Complete step-by-step answer:
In our case, the observer is the driver in the truck and the source is the truck. And the exact cause of our question is that the source and the observer both are moving in the direction of the sound. Therefore the formula for the Doppler shift for this case is given by,
$f' = \dfrac{{(v + {v_0})}}{{(v - {v_s})}}f$
Since the observer and the source are moving with the same velocity we can write, ${v_0} = {v_s}$ . Therefore the above equation becomes,
$f' = \dfrac{{(v + {v_0})}}{{(v - {v_0})}}f$
Given that the observed frequency that is $f' = 600Hz$ and the actual frequency that is the frequency with which the truck is blowing is given by $f = 500Hz$ . And the velocity of the sound that is given by $v = 340m/s$ . We need to find out ${v_0}$ .
Therefore substituting all the formulas in the above equation we get,
$600 = \dfrac{{(340 + {v_0})}}{{(340 - {v_0})}}500$
$\Rightarrow \dfrac{6}{5}(340 - {v_0}) = 340 + {v_0}$
$\Rightarrow 2040 - 6{v_0} = 1700 + 5{v_0}$
$\Rightarrow 2040 - 1700 = 5{v_0} + 6{v_0}$
$\Rightarrow 340 = 11{v_0}$
$\Rightarrow \dfrac{{340}}{{11}} = {v_0}$
Therefore simplifying the above equation we get,
${v_0} = 30.9m/s$
Therefore we can approximate the above value we get,
${v_0} = 31m/s$
Therefore the velocity of the observer is found to $31m/s$ . Since we already said that the observer and the source are moving at the same velocity we will have the same velocity for the truck. Therefore the speed of the truck is given by, $31m/s$ .
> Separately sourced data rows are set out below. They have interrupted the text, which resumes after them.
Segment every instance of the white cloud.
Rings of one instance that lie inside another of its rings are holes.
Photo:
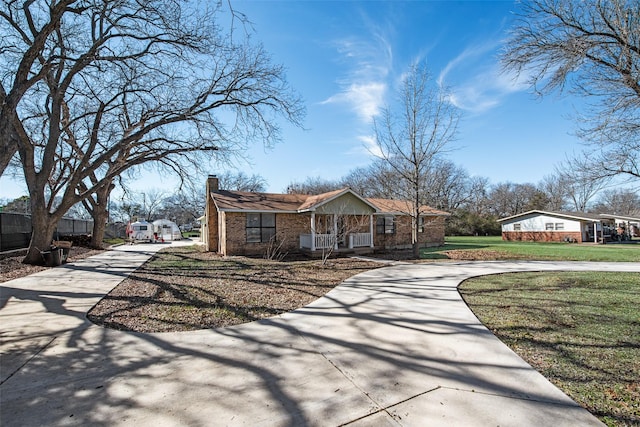
[[[362,142],[362,146],[367,155],[377,158],[382,157],[382,151],[380,151],[380,147],[376,144],[376,137],[374,135],[361,135],[358,139]]]
[[[346,105],[369,124],[384,104],[393,58],[391,45],[375,32],[370,38],[351,37],[336,43],[339,60],[346,64],[347,71],[338,81],[340,92],[322,104]]]
[[[323,104],[347,104],[363,122],[370,122],[375,117],[384,100],[386,84],[382,82],[351,83],[342,92],[323,101]]]
[[[437,82],[450,90],[449,101],[472,113],[483,113],[509,94],[527,89],[526,76],[503,72],[497,55],[498,43],[490,42],[465,49],[440,72]],[[486,58],[491,58],[489,61]]]

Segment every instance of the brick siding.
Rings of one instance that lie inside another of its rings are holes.
[[[418,233],[418,242],[421,246],[444,245],[445,217],[425,217],[422,233]]]
[[[276,238],[272,243],[247,242],[247,215],[242,212],[226,212],[224,234],[225,251],[229,255],[265,255],[270,246],[279,246],[281,253],[297,252],[300,247],[300,234],[310,233],[309,215],[276,214]],[[280,246],[280,244],[282,245]]]
[[[218,212],[209,199],[207,205],[207,250],[222,255],[263,256],[279,246],[280,253],[295,253],[300,248],[300,235],[311,233],[311,216],[304,214],[276,214],[276,239],[274,243],[248,243],[246,238],[247,217],[243,212]],[[219,222],[220,221],[220,222]],[[375,217],[374,217],[375,221]],[[348,232],[368,232],[368,216],[358,218],[347,225]],[[427,217],[423,232],[418,234],[421,246],[444,244],[444,217]],[[411,218],[396,217],[394,234],[376,234],[374,223],[374,245],[377,248],[400,249],[411,247]],[[280,245],[281,244],[281,245]]]
[[[411,244],[411,217],[395,217],[395,233],[378,234],[374,227],[373,242],[376,248],[381,249],[407,249]],[[425,217],[422,233],[418,233],[418,243],[421,247],[439,246],[444,244],[445,218]]]
[[[582,242],[579,231],[503,231],[502,240],[524,242]]]

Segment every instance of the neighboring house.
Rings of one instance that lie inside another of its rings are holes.
[[[225,191],[209,176],[202,239],[207,250],[222,255],[410,248],[409,208],[405,201],[365,199],[348,188],[313,196]],[[420,213],[419,244],[444,244],[449,214],[427,206]]]
[[[533,210],[498,222],[502,225],[503,240],[603,243],[638,236],[640,218]]]

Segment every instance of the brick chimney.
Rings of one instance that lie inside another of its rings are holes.
[[[215,191],[218,191],[218,177],[215,175],[209,175],[207,177],[207,194]]]
[[[208,251],[215,252],[218,250],[218,211],[216,210],[216,205],[213,202],[211,193],[215,193],[218,191],[217,176],[209,175],[207,177],[206,190],[206,203],[204,205],[206,230],[201,239]]]

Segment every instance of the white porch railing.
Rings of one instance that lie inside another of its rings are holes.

So, the correct answer is “Option A”.

Note: The actual formula for our case is given by,
$f' = \dfrac{{(v + {v_0})}}{{(v + {v_0})}}f$
But we have used a negative sign in the denominator because the source and the observer are moving in the same direction. If they both are moving away from each other then we would have used the positive sign. There are also seven other cases in the Doppler shift that have different formulas for each case.